Wednesday, February 2, 2011

Thinking About Ronald Reagan: On 100th Birthday, He's Remembered for Good Reason

On the eve of Ronald Reagan's election as president of the United States in 1980, a radio reporter asked him what it was that Americans saw in him. Reagan hesitated and then replied: "Would you laugh if I told you that I think maybe they see themselves and that I'm one of them?"

Forty years and four presidents later, Americans still see themselves in Reagan. In a Gallup poll in 2009 they ranked Reagan as the best president, just ahead of Abraham Lincoln and John F. Kennedy.

This highly generous assessment is based on more than likeability. Reagan left the world safer and the United States more prosperous than he found it. Even some liberal scholars who disdained Reagan when he was in the White House now acknowledge his effectiveness as a leader, especially his role in ending the Cold War. Former Soviet leader Mikhail Gorbachev, his partner in that enterprise, said at Reagan's funeral that the U.S. president was "an extraordinary political leader" who had "decided to be a peacemaker."
 
Reagan the Negotiator is the president who catches the attention of historians. Conservatives, to whom Reagan is iconic, observe that he was able to negotiate with Gorbachev from a position of strength because of the U.S. arms buildup that Reagan promised as a candidate and delivered as a president. They also note that Reagan was a domestic achiever, reducing the top marginal federal income tax rate from 70 to 28 percent.

This didn't happen in a straight line, as Reagan made numerous compromises along the way to reach this goal, several times agreeing to tax increases. His greatest domestic accomplishment -- breaking the back of inflation that terrified the nation in the late 1970s -- was a product not of "supply side" economics ballyhooed by conservatives but of the drastic tightening of interest rates by Federal Reserve Chairman Paul Volcker. Under the battle cry of "stay the course," Reagan contributed to the process by protecting Volcker from congressional critics, many of them Republican, who wanted the Fed chairman's scalp.

When the economy took off in the second quarter of 1983, with a growth rate that averaged 7 percent for the rest of the year, Reagan's approval ratings soared with it. The "Reagan Recession" lasted 16 months; the Reagan Recovery persisted well into the next presidency. Reagan became popular enough to withstand the Iran-contra scandal, which might have wrecked a lesser president, and he left the White House with the highest job approval rating of any departing president since Franklin D. Roosevelt died in office in 1945.

FDR, Reagan's first (and enduring) political idol, was a patrician, which Reagan was not. But both of them connected with people at an everyday level. Stuart K. Spencer, the thoughtful California political strategist who helped manage Reagan's 1966 gubernatorial and 1980 presidential campaigns, compared Reagan to "Joe Sixpack," the emblematic guy at the bar who has his fingers on the pulse of the public.

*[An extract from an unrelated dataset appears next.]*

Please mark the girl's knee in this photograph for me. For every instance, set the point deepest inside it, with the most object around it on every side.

Reagan didn't drink much beer, but he paid such careful attention to his audiences that he sometimes sensed their concerns before they were fully articulated. When Reagan was exploring a run for governor of California in 1965, polls showed that voters were most concerned about taxes and other economic issues. But as Reagan, who had never run for office before, roamed the state he became aware of an issue that had not yet shown up in the public opinion surveys. Demonstrations were then disrupting the University of California, and Reagan's audiences wanted to know what he would do about it as governor. Reagan quickly realized that middle-class and working-class parents who had sons and daughters in college saw these demonstrations as a threat to their children's education. Without prompting, Reagan made the "mess at Berkeley" a signature issue of his campaign.

I met Reagan in the summer of 1965, when I was a Sacramento-based reporter for the San Jose Mercury-News and he was speaking to a luncheon audience of reporters and lobbyists. The speech was part of a series of Reagan talks away from the metropolitan areas of Los Angeles and San Francisco that had been designed by Spencer and his partner Bill Roberts to show that Reagan was something more than an actor reading lines written for him by others. Reagan called the speeches "out-of-town tryouts" and wrote his own script.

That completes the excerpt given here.